Overlap and Cross-Talk Between BER and MMR

While BER and MMR are distinct pathways, there is some evidence of overlap and cross-talk between them. For example:

Processing of Oxidative Damage: Oxidative DNA damage, such as 8-oxoguanine, can be processed by both BER and MMR. OGG1, a DNA glycosylase involved in BER, removes 8-oxoguanine. However, if 8-oxoguanine is mispaired with adenine, the MMR pathway can also be involved in correcting this mismatch.
Interaction of Repair Proteins: Some studies have suggested that certain BER and MMR proteins can interact with each other, potentially influencing the efficiency of both pathways.
Coordination in Response to DNA Damage: Both BER and MMR are part of a larger network of DNA damage response pathways. Activation of one pathway can influence the activity of other pathways, leading to a coordinated response to DNA damage.

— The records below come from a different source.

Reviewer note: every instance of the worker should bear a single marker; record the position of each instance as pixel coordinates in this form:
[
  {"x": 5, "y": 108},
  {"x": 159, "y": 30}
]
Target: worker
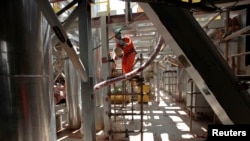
[{"x": 125, "y": 49}]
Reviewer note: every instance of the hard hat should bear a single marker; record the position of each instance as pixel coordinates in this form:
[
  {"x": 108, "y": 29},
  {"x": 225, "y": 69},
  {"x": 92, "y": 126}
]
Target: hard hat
[
  {"x": 118, "y": 51},
  {"x": 117, "y": 31}
]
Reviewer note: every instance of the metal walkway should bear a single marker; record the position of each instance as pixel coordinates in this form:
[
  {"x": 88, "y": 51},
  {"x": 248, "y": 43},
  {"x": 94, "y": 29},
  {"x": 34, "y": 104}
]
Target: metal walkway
[{"x": 212, "y": 74}]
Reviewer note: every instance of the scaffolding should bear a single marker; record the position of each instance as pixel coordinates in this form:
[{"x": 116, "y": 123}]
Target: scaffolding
[{"x": 129, "y": 91}]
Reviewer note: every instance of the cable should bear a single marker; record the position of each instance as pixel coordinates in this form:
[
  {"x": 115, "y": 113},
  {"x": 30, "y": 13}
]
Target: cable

Future Directions in BER and MMR Research

Research on BER and MMR continues to advance, with ongoing efforts to:

Identify novel BER and MMR proteins and their functions.
Elucidate the mechanisms of regulation of BER and MMR.
Develop new therapeutic strategies targeting BER and MMR for cancer treatment and prevention.
Understand the role of BER and MMR in aging and age-related diseases.
Investigate the interplay between BER and MMR with other DNA repair pathways.

Conclusion

Base excision repair (BER) and mismatch repair (MMR) are two critical DNA repair pathways that protect the genome from damage and maintain genomic stability. BER primarily removes damaged or modified single bases, while MMR corrects base-base mismatches and insertion/deletion loops. These pathways differ in their mechanisms, substrates, and biological roles, but both are essential for preventing mutations, cancer, and other diseases. Understanding the intricacies of BER and MMR is crucial for developing new strategies to prevent and treat diseases associated with DNA damage and genomic instability. Future research will undoubtedly continue to shed light on the complexities of these pathways and their importance in maintaining human health.